Since this is an IoT product it’s seems prudent to address the topic of IoT Security. Having said that, the “S” in IoT stands for security! What’s that you say? There’s no “S” in IoT? Well, that’s true… and there’s no security in IoT either.
IoT devices are typically made by companies with a very purpose driven product. Rather it be connected cameras, scales, watches, light bulbs or even sex toys, those companies make them to fulfill market demand in their respective market space. What does that mean? In most cases they make IoT devices that are somewhere between “meh” and “great” that do a specific function. They make the best damn connected waffle maker you ever laid eyes on.
So you ask yourself, “what’s missing then Mr Random Interwebz hacker man?” Security I tell you! You see, when IoT manufacturers decide to make a product they focus on four things:
- Cost – You need to make the product as cheap as possible to maximize profit margins. They make money by volume and RMR. The cheaper they can make product the more profit. It’s basic math.
- Time to market – How fast can we sell the items? The faster you get to market the faster you get money, fanboys, etc.
- Cost – Same as above…
- Time to market – just kidding they really usually care most about those two things.
How do we get down costs? There are a few things:
Development: Engineering is expensive.
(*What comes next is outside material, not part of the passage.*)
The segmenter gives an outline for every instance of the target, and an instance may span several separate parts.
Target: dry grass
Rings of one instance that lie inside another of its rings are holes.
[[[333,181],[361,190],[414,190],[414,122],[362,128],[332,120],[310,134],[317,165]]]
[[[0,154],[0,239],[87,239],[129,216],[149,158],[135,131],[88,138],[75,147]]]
You can go on the Google machine 24/7 and find dozens of well used embedded Linux/Android builds design to be put on a PCB like butter on toast. Just becase developers adopt these platforms doesn’t mean they understand them. Remember these follows are interested in making great toast, not updating libraries patching vulnerabilities, etc.
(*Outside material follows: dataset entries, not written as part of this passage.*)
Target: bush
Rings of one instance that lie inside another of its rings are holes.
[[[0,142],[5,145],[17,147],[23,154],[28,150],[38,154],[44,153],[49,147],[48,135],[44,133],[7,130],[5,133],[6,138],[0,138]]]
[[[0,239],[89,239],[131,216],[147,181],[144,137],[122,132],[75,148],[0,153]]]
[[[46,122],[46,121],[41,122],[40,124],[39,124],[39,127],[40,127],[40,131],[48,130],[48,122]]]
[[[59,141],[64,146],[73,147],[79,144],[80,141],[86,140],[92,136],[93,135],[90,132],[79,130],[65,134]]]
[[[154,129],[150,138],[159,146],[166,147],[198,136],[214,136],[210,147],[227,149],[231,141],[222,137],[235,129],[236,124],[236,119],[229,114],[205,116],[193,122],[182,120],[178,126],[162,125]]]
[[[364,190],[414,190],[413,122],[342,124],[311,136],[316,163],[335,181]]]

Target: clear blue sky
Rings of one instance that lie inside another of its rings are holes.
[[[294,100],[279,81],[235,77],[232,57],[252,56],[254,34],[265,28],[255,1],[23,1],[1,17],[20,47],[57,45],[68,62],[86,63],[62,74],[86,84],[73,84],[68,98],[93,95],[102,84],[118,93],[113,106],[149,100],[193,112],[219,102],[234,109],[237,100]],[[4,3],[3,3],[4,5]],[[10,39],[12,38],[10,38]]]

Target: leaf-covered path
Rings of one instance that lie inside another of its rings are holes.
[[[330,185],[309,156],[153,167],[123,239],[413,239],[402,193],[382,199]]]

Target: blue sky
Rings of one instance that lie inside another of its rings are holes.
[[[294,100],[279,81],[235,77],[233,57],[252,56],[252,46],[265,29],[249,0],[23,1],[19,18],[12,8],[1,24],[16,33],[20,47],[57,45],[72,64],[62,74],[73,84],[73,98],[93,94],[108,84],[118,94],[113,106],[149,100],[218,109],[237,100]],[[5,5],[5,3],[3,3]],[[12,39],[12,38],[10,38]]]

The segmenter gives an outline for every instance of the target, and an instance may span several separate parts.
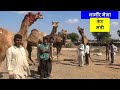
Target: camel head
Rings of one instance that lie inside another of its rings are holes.
[[[59,26],[59,22],[52,22],[52,26],[57,28]]]
[[[62,34],[63,34],[63,45],[65,45],[66,39],[67,39],[67,30],[62,29]]]
[[[78,29],[78,32],[79,32],[82,36],[84,36],[84,28],[80,28],[80,27],[78,26],[77,29]]]
[[[31,26],[37,19],[43,19],[43,15],[40,12],[36,14],[28,12],[24,17],[24,21],[26,20],[28,22],[28,26]]]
Manufacturing: In most cases we rely on our friends to the East. As luck would have it, Asia has a lot of experience in manufacturing cheap electronics. They also have the capacity to mass produce our new IoT stick of joy. This in part takes out the ability for IoT companies to control their own supply chain or the quality oft heir product in large.
It is true that larger companies who produce product such as Amazon, Nest, etc. DO spend a lot of money on not just improving their hardware but hardening it as well. That costs money and as such, so does the hardware.
So what’s the point? Hate to be the bearer of bad news but IoT security is the responsibility of the beholder. If you plan on putting arbitrary black-box hardware on your network you should understand what it was made for and the risks. There are things that should be done such as creating a dedicated network space for such devices, use Antivirus that has heuristic detection, etc. If you don’t you’ll undoubtedly find an IoT device owning your stuff like Ric Flair (WOOO!).
If you can afford a $1,200 shiny new idevice you can afford a good router and firewall. IoT is a lot like getting in your car and driving around. It’s crazy out there, make sure you buckle up!
MOD NOTE: Post edited to conform to the Community Guidelines.